Formatting data for event sequencing in TraMineR

I would like to examine the relative turbulence of text within a series of text compositions, using the seqST() function of the TraMineR package. Within my data frame, each row (N=65) has a single column housing the full text of the composition. To calculate the turbulence of each composition, I believe I need to first (a) use the seqdef() function on my data to define a sequence object and then (b) input that sequence object into the turbulence function, seqST(). However, I'm not sure how to properly format my data for the first step. Most of the examples I can find are, sensibly, life course studies, in which the data are formatted as one column per sequence item.

Questions:

1) To create a sequence object would I need to first format my data so that each column contains a single word of composition (rather than the full composition)? If so, any suggestions on the easiest means by which to do so?
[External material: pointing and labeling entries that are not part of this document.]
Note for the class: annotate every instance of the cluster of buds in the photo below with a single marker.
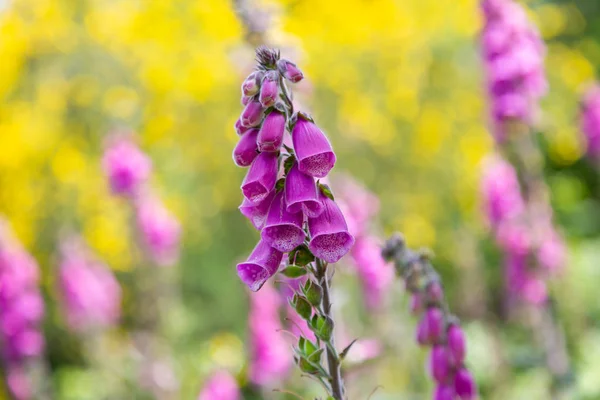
(90, 293)
(590, 121)
(513, 53)
(295, 212)
(522, 242)
(220, 386)
(437, 328)
(128, 169)
(22, 310)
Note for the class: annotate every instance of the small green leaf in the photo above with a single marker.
(301, 256)
(279, 185)
(313, 293)
(303, 307)
(294, 271)
(326, 190)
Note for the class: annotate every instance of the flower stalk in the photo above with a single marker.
(294, 211)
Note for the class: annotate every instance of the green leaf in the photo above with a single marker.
(326, 190)
(279, 185)
(294, 271)
(303, 307)
(301, 256)
(313, 293)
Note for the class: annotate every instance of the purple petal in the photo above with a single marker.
(283, 231)
(262, 264)
(247, 149)
(313, 150)
(261, 177)
(330, 237)
(270, 137)
(301, 193)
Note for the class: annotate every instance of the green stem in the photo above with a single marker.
(333, 360)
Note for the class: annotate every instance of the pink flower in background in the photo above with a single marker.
(220, 386)
(21, 313)
(91, 295)
(270, 359)
(125, 165)
(159, 230)
(590, 120)
(500, 192)
(513, 53)
(375, 274)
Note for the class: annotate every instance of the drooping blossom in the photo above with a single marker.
(437, 329)
(159, 230)
(590, 121)
(220, 386)
(21, 314)
(281, 197)
(125, 165)
(513, 54)
(91, 295)
(270, 359)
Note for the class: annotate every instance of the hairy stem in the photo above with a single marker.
(333, 360)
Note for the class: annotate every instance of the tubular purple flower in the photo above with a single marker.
(590, 120)
(261, 177)
(269, 89)
(313, 150)
(125, 165)
(301, 193)
(283, 231)
(464, 385)
(289, 70)
(456, 344)
(252, 114)
(251, 85)
(330, 239)
(443, 392)
(262, 264)
(220, 386)
(90, 293)
(257, 213)
(247, 149)
(270, 137)
(239, 128)
(440, 364)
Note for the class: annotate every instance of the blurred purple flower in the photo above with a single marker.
(270, 359)
(220, 386)
(90, 292)
(590, 120)
(21, 313)
(513, 54)
(159, 230)
(125, 165)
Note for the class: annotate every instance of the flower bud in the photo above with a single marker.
(251, 85)
(290, 71)
(269, 89)
(270, 137)
(252, 114)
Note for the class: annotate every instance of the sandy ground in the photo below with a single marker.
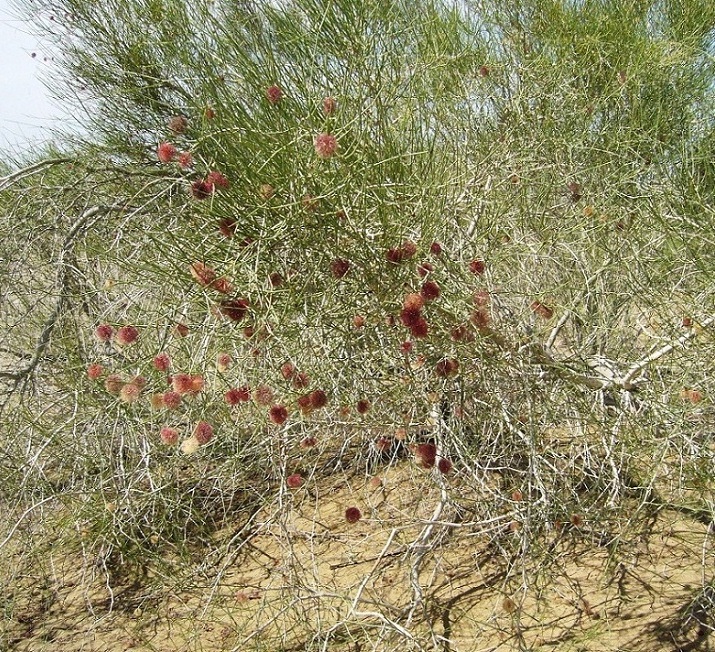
(306, 579)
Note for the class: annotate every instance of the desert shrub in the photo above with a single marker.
(303, 238)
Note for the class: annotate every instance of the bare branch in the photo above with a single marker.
(19, 175)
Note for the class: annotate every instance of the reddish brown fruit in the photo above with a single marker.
(426, 455)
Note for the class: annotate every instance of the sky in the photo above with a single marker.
(26, 110)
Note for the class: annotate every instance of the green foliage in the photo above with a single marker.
(566, 145)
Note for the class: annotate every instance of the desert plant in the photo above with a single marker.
(306, 238)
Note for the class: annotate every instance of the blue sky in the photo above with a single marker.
(26, 111)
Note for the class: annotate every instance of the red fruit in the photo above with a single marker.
(182, 383)
(413, 302)
(185, 160)
(130, 393)
(481, 298)
(444, 465)
(301, 380)
(288, 370)
(383, 444)
(410, 318)
(201, 189)
(274, 94)
(330, 105)
(203, 432)
(409, 249)
(430, 291)
(446, 367)
(114, 383)
(278, 414)
(95, 371)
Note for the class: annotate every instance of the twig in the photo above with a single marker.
(13, 529)
(627, 381)
(8, 180)
(82, 222)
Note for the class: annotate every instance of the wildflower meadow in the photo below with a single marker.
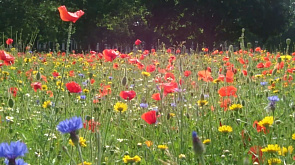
(163, 106)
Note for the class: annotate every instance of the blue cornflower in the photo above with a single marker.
(13, 150)
(143, 105)
(273, 98)
(17, 162)
(197, 144)
(70, 125)
(173, 104)
(82, 97)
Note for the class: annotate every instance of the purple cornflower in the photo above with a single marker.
(173, 104)
(273, 100)
(197, 144)
(17, 162)
(143, 105)
(13, 150)
(81, 75)
(71, 126)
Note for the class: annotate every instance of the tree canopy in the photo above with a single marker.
(121, 22)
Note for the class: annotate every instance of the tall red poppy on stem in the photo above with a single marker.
(127, 95)
(73, 87)
(69, 16)
(227, 91)
(9, 41)
(150, 117)
(8, 59)
(137, 42)
(36, 86)
(110, 54)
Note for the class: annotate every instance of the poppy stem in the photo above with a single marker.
(69, 38)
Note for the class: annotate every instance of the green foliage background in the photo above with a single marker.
(121, 22)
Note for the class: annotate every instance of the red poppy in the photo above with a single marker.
(137, 42)
(150, 68)
(55, 74)
(258, 49)
(13, 90)
(169, 76)
(177, 51)
(91, 125)
(169, 87)
(9, 41)
(187, 73)
(115, 65)
(227, 91)
(156, 96)
(259, 128)
(110, 54)
(205, 75)
(224, 103)
(150, 117)
(8, 59)
(36, 86)
(256, 153)
(69, 16)
(73, 87)
(260, 65)
(127, 95)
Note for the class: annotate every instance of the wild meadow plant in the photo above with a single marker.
(146, 107)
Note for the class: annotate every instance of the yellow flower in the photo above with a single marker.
(85, 90)
(148, 143)
(5, 73)
(202, 102)
(85, 163)
(82, 142)
(266, 122)
(44, 87)
(27, 60)
(181, 156)
(207, 141)
(258, 76)
(272, 161)
(288, 57)
(271, 148)
(225, 129)
(162, 147)
(146, 74)
(235, 107)
(120, 107)
(59, 83)
(283, 151)
(128, 159)
(46, 104)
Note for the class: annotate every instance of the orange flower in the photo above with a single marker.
(68, 16)
(227, 91)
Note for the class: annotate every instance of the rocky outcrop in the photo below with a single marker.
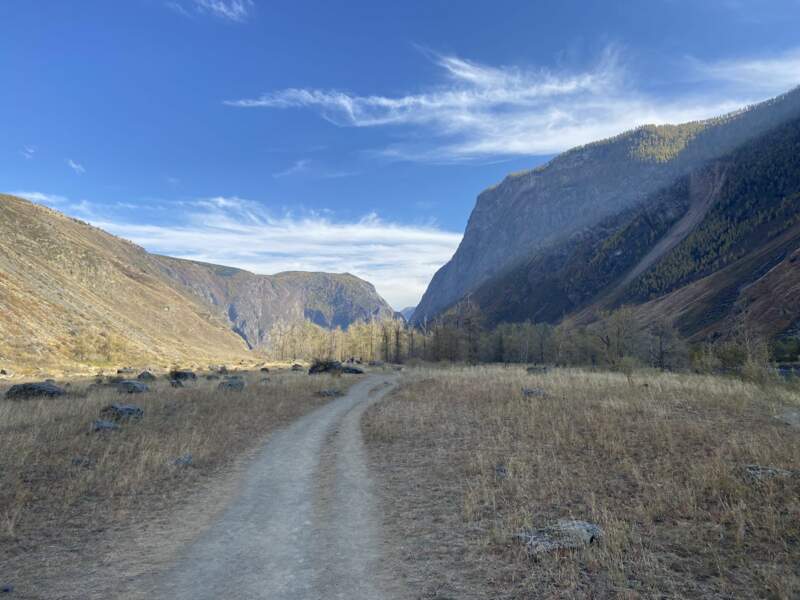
(535, 211)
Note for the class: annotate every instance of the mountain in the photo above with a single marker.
(408, 312)
(254, 303)
(539, 211)
(720, 243)
(72, 295)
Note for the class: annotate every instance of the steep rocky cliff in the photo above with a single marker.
(536, 211)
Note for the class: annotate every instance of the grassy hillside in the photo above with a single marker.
(74, 297)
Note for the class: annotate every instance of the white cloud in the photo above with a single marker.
(399, 259)
(479, 111)
(232, 10)
(41, 198)
(78, 168)
(771, 75)
(297, 167)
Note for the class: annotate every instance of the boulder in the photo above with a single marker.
(104, 425)
(233, 384)
(180, 375)
(757, 473)
(325, 366)
(533, 393)
(129, 386)
(184, 461)
(121, 412)
(27, 391)
(566, 534)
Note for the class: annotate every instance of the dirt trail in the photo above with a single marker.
(304, 524)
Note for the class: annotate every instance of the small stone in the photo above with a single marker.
(130, 386)
(233, 384)
(184, 461)
(533, 393)
(121, 412)
(758, 473)
(791, 418)
(566, 534)
(103, 425)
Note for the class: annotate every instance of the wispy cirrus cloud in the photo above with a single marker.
(399, 259)
(78, 168)
(479, 111)
(230, 10)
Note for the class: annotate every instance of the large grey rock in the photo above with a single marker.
(533, 393)
(234, 384)
(27, 391)
(181, 375)
(104, 425)
(566, 534)
(757, 473)
(129, 386)
(121, 412)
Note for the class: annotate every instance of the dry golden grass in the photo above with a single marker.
(655, 460)
(61, 486)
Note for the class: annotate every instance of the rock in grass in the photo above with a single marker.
(233, 384)
(325, 366)
(791, 418)
(27, 391)
(533, 393)
(566, 534)
(104, 425)
(757, 473)
(122, 412)
(179, 375)
(130, 386)
(184, 461)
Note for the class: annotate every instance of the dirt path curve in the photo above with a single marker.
(304, 524)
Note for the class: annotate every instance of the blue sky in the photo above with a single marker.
(347, 136)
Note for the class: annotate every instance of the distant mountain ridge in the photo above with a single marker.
(72, 294)
(539, 211)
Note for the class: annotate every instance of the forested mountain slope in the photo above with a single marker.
(720, 242)
(582, 189)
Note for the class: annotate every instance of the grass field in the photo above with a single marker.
(62, 487)
(657, 460)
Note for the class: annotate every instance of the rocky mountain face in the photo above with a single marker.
(720, 244)
(584, 194)
(254, 303)
(72, 295)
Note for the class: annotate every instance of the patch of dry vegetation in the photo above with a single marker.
(62, 486)
(656, 459)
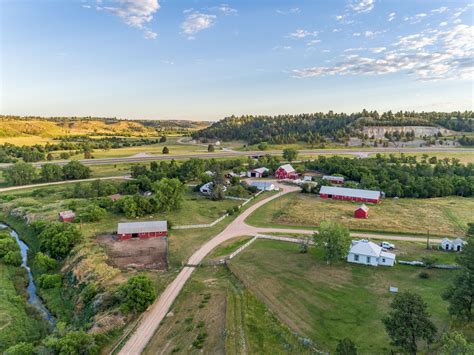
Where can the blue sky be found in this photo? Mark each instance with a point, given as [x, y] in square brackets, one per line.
[209, 59]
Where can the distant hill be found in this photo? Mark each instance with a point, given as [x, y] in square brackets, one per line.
[55, 127]
[315, 127]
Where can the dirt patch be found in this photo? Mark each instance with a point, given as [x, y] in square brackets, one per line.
[148, 253]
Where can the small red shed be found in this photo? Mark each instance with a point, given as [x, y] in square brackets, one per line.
[361, 212]
[286, 172]
[67, 216]
[139, 230]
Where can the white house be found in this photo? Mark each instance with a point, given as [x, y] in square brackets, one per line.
[368, 253]
[263, 185]
[452, 245]
[257, 172]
2) Is there any reason to believe this approach would a) not work with compositions of variable lengths and/or b) compositions exceeding a particularl length?

3) Text compositions, intuitively, can be more variable than most life cycle state values (i.e., vocabularies can be quite large). Does TraMineR have a cap on the number of possible state values it can reliably factor when deriving values for turbulence, entropy, etc.?

Thanks; any guidance is appreciated.

Solution

I illustrate below how to proceed using the first two sentences of each of the three texts of your example data. I assumed that sentences are separated by the period, but did not handle commas. So you may have first eliminate the commas. Also, in the code below I use tolower to ignore capitalization. We simply use the seqdecomp function of TraMineR to transform your text into table form and then input the table to seqdef.

text = c(
  "Lorem ipsum dolor sit amet, consectetur adipiscing elit, sed do eiusmod tempor incididunt ut labore et dolore magna aliqua Ut enim ad minim veniam, quis nostrud exercitation ullamco laboris nisi ut aliquip ex ea commodo consequat",
  "Tristique nulla aliquet enim tortor at auctor urna nunc Magna fermentum iaculis eu non diam phasellus vestibulum",
  "Quam adipiscing vitae proin sagittis nisl rhoncus mattis rhoncus Facilisi morbi tempus iaculis urna id"
)

library(TraMineR)
d.text <- seqdecomp(tolower(text), sep=" ")
s.text <- seqdef(d.text)

entr <- seqient(s.text)
cplx <- seqici(s.text) 
turb <- seqST(s.text)

data.frame(entr,cplx,turb)

##       Entropy         C Turbulence
## [1] 0.8528759 0.9235128   35.98833
## [2] 0.6919821 0.8318546   17.00000
## [3] 0.6388399 0.7992746   14.80735

Here, we have computed the longitudinal entropy, the complexity index, and the turbulence.

There is no known limitation to the size of the alphabet for the computation of the above indexes, except that it may increase computation time. Too large alphabets become an issue essentially for graphical representations of the sequences because of the difficulty to find contrasting colors.

A known drawback of the turbulence is that, unlike the complexity index, it ignores states non present in the sequence. Moreover, the computation of the turbulence may be much more time consuming. Therefore we would recommend using the complexity index.